Chapitre : À propos d’un homme qui vend ce qu’il ne possède pas
Sur l’autorité de son père, a dit que son grand-père 'Abd Allah b. 'Amr a rapporté que le Messager d’Allah (صلى الله عليه وسلم) a dit : « La condition d’un prêt combiné à une vente n’est pas admissible, ni deux conditions relatives à une transaction, ni le profit découlant de quelque chose qui n’est pas à sa charge, ni la vente de ce qui n’est pas en votre possession.
Chapitre : Concernant les conditions de vente
Je l’ai vendu, c’est-à-dire à chameau, au Prophète (صلى الله عليه وسلم), mais j’ai stipulé que je serais autorisé à le monter jusqu’à la maison.
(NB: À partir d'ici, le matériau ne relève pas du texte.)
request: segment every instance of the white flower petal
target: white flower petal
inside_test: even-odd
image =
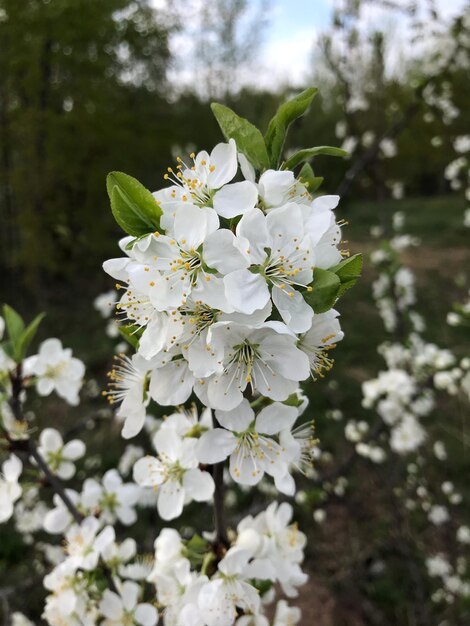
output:
[[[250,242],[249,258],[253,264],[261,264],[266,259],[265,248],[272,244],[268,232],[266,216],[259,209],[247,211],[237,225],[237,237]],[[248,251],[247,251],[248,252]]]
[[[158,611],[151,604],[142,602],[137,605],[134,617],[135,621],[141,626],[155,626],[158,622]]]
[[[161,485],[165,480],[166,471],[163,464],[153,456],[139,459],[133,469],[134,481],[142,487]]]
[[[153,371],[149,392],[158,404],[175,406],[186,402],[191,395],[193,384],[194,376],[188,368],[188,363],[178,359]]]
[[[45,428],[39,437],[39,445],[44,451],[56,452],[62,448],[64,441],[58,430]]]
[[[183,512],[183,486],[176,480],[167,480],[158,491],[157,509],[166,521],[179,517]]]
[[[269,302],[269,289],[261,274],[242,269],[224,277],[225,295],[235,310],[251,314]]]
[[[214,167],[209,172],[207,183],[211,189],[220,189],[222,185],[229,183],[237,173],[237,146],[233,139],[228,143],[219,143],[211,152],[211,166]]]
[[[261,409],[255,422],[256,431],[264,435],[276,435],[284,429],[291,429],[298,417],[298,410],[281,402],[273,402]]]
[[[192,500],[207,502],[214,494],[214,479],[209,472],[198,468],[190,469],[183,476],[183,488]]]
[[[312,325],[313,310],[301,293],[289,287],[273,287],[272,299],[283,321],[294,333],[307,332]]]
[[[245,431],[255,419],[255,412],[244,398],[241,403],[230,411],[216,411],[215,416],[221,426],[234,432]]]
[[[105,589],[103,592],[103,598],[100,602],[100,612],[111,620],[119,620],[123,615],[122,600],[114,593]]]
[[[204,242],[203,257],[209,267],[221,274],[229,274],[249,265],[247,255],[241,250],[240,241],[227,228],[209,235]]]
[[[214,428],[205,432],[199,439],[196,456],[200,463],[220,463],[235,449],[236,437],[223,428]]]
[[[254,183],[244,180],[225,185],[213,198],[214,209],[219,215],[231,219],[254,209],[258,201],[258,190]]]
[[[86,447],[83,441],[81,439],[72,439],[72,441],[68,441],[65,444],[62,450],[62,456],[71,461],[76,461],[77,459],[81,459],[85,452]]]
[[[62,480],[70,480],[75,475],[75,465],[70,461],[63,461],[55,473]]]

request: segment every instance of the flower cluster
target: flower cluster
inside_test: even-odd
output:
[[[267,476],[271,491],[295,496],[294,472],[312,475],[316,440],[299,384],[331,369],[343,338],[333,307],[361,272],[360,255],[341,250],[339,197],[312,195],[319,179],[305,162],[343,152],[310,148],[282,162],[287,127],[314,95],[308,89],[285,103],[265,139],[214,105],[227,141],[187,163],[178,158],[164,176],[169,186],[153,194],[126,174],[108,176],[113,214],[129,236],[123,255],[104,263],[117,291],[94,306],[105,319],[116,311],[107,333],[135,351],[115,357],[104,395],[118,405],[122,437],[142,440],[127,445],[116,467],[100,472],[105,464],[90,449],[82,463],[83,441],[49,424],[36,444],[26,390],[77,405],[84,365],[58,339],[27,357],[40,318],[25,327],[4,309],[0,400],[12,454],[2,466],[0,521],[13,518],[28,544],[36,533],[50,536],[35,548],[51,626],[269,626],[265,605],[276,590],[295,597],[307,580],[306,536],[290,504],[273,502],[236,530],[225,526],[223,508],[224,481],[266,491]],[[155,419],[152,401],[176,408]],[[23,480],[23,462],[38,485]],[[164,528],[154,557],[144,553],[148,536],[140,545],[129,536],[139,508],[173,520],[185,505],[212,501],[214,532]],[[277,602],[274,626],[299,620],[298,609]]]
[[[142,428],[150,398],[183,404],[194,391],[213,409],[239,407],[248,388],[284,401],[310,371],[330,366],[337,313],[314,314],[314,269],[342,260],[337,196],[316,199],[291,171],[255,182],[236,144],[180,160],[155,192],[160,230],[121,242],[104,269],[123,291],[122,318],[139,339],[110,374],[124,437]],[[314,307],[314,305],[313,305]]]
[[[155,585],[165,626],[267,626],[263,609],[273,599],[272,585],[279,583],[284,593],[295,597],[296,588],[306,581],[299,566],[306,538],[291,518],[289,504],[273,503],[256,517],[243,519],[224,558],[215,568],[209,563],[204,571],[192,567],[191,542],[164,528],[155,540],[147,580]],[[240,611],[246,619],[239,617]],[[298,610],[285,602],[278,604],[277,613],[278,626],[299,619]]]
À la fin, il (le Prophète) dit : « Pensez-vous que j’ai fait cette transaction avec vous pour que je prenne votre chameau ? Prenez votre chameau et son prix ; Les deux sont à vous.
Chapitre : De celui qui achète un esclave et l’emploie, puis trouve une faute en lui
Le Messager d’Allah (صلى الله عليه وسلم) a dit : Le profit suit la responsabilité.
Chapitre : Concernant la préemption
Le Prophète (صلى الله عليه وسلم) a dit : « Lorsque la terre a été divisée et que des limites ont été établies, il n’y a pas de droit de préemption sur celle-ci.
Le Messager d’Allah (صلى الله عليه وسلم) a dit : « Un voisin a le meilleur droit sur la maison ou la terre du voisin.
Le Prophète (صلى الله عليه وسلم) a dit : « Un voisin a le meilleur droit sur la maison ou la terre du voisin.